### Extracting additional labels from text

This notebook explores the first place Kaggle Submission's algorithm
for extracting labels that we're not included in the training set.

[notebook here](https://github.com/Coleridge-Initiative/rc-kaggle-models/blob/main/1st%20ZALO%20FTW/notebooks/get_candidate_labels.ipynb)

The first place submission uses discovered labels for validation only
and not for training.

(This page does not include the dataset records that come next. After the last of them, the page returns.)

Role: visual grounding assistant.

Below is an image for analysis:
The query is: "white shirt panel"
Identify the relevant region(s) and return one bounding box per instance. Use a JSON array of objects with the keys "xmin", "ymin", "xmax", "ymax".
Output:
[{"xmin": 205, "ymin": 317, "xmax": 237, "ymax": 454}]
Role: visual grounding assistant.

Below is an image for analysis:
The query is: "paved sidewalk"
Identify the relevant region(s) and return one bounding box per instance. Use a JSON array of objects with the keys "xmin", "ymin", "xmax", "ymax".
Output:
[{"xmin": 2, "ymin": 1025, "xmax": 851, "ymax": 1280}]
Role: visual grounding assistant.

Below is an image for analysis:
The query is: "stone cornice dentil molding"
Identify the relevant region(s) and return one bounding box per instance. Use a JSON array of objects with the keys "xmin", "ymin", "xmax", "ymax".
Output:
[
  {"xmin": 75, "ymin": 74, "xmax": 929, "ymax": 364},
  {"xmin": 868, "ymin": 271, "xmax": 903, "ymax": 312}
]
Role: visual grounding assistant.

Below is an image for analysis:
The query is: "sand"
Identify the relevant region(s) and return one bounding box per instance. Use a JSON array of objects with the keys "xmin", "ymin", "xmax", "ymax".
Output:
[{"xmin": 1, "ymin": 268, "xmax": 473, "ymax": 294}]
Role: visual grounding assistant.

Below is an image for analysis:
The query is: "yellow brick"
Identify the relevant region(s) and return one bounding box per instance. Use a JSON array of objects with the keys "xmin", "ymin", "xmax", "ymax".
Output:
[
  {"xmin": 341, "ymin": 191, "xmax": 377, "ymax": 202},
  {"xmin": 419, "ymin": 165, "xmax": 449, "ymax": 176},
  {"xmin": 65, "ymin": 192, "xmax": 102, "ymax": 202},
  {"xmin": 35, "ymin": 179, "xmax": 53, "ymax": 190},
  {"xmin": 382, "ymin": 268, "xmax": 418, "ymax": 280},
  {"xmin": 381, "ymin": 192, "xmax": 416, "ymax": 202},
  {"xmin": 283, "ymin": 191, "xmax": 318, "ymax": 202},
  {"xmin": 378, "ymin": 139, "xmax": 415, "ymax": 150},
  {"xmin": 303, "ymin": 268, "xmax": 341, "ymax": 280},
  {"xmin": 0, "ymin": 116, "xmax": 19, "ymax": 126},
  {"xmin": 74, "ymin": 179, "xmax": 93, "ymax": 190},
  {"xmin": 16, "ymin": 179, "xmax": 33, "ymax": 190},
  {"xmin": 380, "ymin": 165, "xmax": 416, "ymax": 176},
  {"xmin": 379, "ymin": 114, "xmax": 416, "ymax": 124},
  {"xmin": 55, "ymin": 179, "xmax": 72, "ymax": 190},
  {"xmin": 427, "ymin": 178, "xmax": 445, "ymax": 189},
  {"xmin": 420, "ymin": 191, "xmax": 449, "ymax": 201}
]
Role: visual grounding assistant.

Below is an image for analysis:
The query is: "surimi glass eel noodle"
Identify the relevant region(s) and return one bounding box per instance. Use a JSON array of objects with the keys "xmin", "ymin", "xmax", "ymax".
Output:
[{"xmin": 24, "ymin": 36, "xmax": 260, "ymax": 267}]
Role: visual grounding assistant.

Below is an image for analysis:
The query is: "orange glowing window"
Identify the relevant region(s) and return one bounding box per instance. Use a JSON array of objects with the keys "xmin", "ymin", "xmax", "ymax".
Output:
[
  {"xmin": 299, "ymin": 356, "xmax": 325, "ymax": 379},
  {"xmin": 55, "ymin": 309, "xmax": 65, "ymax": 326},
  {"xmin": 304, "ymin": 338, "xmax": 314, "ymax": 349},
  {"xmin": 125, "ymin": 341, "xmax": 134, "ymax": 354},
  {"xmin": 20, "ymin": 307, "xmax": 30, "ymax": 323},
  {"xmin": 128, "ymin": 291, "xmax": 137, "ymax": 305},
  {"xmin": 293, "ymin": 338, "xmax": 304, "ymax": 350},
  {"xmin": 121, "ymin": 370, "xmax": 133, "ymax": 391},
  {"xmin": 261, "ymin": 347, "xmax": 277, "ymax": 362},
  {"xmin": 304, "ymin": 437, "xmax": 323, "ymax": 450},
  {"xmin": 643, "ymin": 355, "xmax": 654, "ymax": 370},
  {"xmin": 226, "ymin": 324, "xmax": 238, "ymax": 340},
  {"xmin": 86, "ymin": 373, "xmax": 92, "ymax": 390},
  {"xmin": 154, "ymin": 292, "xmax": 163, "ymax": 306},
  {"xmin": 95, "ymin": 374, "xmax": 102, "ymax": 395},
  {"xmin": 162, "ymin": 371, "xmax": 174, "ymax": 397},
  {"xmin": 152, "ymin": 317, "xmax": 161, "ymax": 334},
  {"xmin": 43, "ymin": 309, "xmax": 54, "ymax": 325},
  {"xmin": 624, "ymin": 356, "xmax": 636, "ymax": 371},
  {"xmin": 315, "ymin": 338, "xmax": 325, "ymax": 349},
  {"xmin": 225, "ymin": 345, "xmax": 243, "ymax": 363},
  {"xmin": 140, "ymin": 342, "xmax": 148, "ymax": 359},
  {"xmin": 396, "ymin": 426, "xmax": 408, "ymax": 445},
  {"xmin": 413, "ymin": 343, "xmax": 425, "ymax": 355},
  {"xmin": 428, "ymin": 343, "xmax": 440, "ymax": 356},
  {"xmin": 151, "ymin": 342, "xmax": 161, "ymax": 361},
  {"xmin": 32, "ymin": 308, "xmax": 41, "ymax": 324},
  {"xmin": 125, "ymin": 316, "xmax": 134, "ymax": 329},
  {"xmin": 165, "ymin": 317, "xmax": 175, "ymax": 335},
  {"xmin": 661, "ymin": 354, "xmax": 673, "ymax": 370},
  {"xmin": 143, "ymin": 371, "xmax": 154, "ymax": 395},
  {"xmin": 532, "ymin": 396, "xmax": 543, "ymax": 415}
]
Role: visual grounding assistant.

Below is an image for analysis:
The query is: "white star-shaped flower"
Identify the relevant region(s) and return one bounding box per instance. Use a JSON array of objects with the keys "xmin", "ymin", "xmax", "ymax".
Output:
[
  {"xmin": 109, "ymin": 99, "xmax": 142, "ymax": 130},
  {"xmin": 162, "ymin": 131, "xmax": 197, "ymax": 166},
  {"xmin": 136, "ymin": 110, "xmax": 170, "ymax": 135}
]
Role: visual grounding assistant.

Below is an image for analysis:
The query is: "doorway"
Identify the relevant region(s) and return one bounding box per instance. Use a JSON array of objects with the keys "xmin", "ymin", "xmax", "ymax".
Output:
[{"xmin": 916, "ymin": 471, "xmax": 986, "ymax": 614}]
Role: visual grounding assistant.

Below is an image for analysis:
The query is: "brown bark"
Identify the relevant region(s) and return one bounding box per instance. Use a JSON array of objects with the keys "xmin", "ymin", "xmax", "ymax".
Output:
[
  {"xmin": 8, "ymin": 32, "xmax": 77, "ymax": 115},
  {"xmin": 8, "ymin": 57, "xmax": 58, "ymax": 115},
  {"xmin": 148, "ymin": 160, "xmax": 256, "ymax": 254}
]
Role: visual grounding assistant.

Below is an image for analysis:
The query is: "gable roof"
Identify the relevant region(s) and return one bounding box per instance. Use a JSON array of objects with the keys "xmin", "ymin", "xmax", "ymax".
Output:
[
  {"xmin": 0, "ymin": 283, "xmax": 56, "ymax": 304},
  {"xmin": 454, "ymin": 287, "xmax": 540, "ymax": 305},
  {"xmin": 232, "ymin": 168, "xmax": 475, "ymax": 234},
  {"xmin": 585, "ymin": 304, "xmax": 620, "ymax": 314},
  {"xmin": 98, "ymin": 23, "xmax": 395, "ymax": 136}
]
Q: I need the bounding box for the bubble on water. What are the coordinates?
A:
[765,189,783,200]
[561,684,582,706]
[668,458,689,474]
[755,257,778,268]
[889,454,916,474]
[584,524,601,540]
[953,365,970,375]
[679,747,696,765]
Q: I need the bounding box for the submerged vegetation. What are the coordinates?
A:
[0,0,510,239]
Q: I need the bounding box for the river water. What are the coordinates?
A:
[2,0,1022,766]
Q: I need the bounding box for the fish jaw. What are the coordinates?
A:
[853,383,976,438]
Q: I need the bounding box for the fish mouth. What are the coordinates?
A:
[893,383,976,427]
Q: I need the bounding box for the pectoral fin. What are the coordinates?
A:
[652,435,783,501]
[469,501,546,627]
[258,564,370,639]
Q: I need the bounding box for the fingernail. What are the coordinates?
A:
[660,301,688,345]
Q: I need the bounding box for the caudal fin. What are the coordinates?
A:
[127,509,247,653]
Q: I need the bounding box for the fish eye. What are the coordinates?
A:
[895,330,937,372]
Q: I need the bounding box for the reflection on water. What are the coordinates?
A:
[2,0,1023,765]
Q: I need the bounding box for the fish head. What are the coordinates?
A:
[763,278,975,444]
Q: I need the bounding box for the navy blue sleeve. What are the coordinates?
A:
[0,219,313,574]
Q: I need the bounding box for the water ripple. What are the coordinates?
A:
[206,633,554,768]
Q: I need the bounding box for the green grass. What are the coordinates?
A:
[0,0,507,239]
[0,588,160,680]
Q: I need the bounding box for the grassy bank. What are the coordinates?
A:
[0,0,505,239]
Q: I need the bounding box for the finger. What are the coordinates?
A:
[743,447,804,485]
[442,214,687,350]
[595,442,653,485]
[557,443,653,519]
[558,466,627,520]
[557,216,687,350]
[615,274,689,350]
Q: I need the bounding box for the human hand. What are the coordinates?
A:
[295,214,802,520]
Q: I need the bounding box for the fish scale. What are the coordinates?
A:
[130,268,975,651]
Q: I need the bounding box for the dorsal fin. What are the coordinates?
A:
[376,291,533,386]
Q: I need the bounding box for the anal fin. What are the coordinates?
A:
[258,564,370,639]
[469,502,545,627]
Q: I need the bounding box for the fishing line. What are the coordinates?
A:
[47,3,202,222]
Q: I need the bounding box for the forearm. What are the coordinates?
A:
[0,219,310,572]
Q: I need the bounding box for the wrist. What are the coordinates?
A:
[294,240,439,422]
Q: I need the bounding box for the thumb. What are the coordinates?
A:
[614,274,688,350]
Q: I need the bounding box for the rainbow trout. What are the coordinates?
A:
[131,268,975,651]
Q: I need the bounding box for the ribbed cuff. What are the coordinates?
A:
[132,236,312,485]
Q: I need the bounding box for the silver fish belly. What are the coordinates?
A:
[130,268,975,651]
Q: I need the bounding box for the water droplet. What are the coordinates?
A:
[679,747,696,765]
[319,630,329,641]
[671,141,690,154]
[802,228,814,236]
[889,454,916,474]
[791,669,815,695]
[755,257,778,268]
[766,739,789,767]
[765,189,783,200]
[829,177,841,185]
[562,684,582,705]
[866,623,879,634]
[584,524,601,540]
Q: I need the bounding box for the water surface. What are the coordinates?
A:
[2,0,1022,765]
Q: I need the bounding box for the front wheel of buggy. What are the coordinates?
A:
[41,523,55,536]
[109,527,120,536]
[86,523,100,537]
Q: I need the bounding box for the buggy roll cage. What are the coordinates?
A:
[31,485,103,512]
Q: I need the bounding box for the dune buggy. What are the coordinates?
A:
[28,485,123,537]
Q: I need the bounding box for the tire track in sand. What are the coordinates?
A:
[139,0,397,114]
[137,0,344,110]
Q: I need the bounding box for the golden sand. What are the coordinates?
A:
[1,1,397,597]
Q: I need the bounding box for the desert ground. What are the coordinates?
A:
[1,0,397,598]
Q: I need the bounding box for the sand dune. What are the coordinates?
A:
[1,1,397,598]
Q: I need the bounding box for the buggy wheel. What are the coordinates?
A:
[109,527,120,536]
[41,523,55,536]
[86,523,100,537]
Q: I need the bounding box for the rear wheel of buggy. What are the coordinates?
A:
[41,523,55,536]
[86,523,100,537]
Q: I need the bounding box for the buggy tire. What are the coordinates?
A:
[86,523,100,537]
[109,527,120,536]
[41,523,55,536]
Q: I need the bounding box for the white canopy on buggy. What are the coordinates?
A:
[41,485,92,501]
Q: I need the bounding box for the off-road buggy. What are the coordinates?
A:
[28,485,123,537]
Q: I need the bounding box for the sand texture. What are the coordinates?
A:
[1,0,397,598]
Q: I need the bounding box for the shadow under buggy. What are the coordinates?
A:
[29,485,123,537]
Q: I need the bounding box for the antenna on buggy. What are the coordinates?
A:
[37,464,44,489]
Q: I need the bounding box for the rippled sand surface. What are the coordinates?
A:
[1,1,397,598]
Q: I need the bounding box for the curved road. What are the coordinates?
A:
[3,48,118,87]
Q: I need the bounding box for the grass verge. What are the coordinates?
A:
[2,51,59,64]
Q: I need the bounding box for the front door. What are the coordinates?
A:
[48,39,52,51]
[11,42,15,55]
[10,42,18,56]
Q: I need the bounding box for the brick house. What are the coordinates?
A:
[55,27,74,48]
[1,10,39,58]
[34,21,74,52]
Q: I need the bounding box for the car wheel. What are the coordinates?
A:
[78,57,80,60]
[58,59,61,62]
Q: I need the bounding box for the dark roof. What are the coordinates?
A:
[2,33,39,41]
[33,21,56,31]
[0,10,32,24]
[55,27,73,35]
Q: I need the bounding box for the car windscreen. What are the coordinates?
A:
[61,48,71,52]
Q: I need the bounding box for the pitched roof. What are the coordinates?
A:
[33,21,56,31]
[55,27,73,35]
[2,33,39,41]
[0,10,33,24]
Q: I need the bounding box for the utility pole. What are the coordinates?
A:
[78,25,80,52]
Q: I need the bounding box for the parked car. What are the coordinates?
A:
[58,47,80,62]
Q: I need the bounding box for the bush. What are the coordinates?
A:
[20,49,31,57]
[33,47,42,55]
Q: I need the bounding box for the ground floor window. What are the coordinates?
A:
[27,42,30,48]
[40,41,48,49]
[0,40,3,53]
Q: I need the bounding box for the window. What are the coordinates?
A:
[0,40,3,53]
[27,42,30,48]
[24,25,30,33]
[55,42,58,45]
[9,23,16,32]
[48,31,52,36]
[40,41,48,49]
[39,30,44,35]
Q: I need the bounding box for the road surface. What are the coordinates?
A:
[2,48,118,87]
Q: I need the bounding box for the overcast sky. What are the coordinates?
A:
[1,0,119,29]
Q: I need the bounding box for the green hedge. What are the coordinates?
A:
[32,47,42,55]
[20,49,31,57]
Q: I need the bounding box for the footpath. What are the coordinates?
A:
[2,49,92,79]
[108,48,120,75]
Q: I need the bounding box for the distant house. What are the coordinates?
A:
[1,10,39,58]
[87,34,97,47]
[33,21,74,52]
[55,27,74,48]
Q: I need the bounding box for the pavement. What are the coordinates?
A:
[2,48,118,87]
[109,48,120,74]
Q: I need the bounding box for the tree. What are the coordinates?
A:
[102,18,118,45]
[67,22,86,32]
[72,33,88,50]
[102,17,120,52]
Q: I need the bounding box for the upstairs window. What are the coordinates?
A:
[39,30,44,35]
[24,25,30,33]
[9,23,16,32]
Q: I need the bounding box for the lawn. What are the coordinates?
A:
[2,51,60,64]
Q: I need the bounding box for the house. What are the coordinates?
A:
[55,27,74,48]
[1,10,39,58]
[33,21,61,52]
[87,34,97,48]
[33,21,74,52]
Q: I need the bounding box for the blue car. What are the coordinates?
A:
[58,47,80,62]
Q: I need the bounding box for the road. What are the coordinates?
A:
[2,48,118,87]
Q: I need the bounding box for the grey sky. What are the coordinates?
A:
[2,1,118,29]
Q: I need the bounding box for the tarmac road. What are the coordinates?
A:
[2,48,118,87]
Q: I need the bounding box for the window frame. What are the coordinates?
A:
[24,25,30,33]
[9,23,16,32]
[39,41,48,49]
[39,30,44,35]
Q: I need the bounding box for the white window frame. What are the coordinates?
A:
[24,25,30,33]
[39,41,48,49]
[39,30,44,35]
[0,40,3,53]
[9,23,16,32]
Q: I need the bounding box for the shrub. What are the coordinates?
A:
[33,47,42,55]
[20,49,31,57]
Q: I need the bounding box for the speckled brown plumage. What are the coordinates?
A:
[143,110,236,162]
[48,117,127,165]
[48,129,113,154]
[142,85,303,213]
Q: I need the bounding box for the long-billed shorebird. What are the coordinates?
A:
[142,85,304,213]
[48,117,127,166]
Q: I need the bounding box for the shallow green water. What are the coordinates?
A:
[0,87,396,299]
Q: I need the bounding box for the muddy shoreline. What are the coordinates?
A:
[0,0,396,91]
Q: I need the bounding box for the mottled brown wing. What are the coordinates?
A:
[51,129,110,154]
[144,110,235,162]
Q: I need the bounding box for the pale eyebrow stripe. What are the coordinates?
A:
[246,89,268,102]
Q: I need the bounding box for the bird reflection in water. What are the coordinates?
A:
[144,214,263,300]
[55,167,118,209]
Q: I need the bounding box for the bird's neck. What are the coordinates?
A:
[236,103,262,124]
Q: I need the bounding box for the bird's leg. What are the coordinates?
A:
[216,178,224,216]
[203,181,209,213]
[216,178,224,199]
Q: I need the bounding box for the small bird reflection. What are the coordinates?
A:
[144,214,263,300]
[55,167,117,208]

The code is an adaptation from the notebooks.

In [7]:
import json
from typing import List

import pandas as pd
from unidecode import unidecode

In [2]:
kaggle_labels = pd.read_csv("../data/kaggle/train.csv")
kaggle_labels.head(2)

Unnamed: 0,Id,pub_title,dataset_title,dataset_label,cleaned_label
0,d0fa7568-7d8e-4db9-870f-f9c6f668c17b,The Impact of Dual Enrollment on College Degre...,National Education Longitudinal Study,National Education Longitudinal Study,national education longitudinal study
1,2f26f645-3dec-485d-b68d-f013c9e05e60,Educational Attainment of High School Dropouts...,National Education Longitudinal Study,National Education Longitudinal Study,national education longitudinal study


In [3]:
aggregated_labels = pd.DataFrame({"id": kaggle_labels["Id"].unique()})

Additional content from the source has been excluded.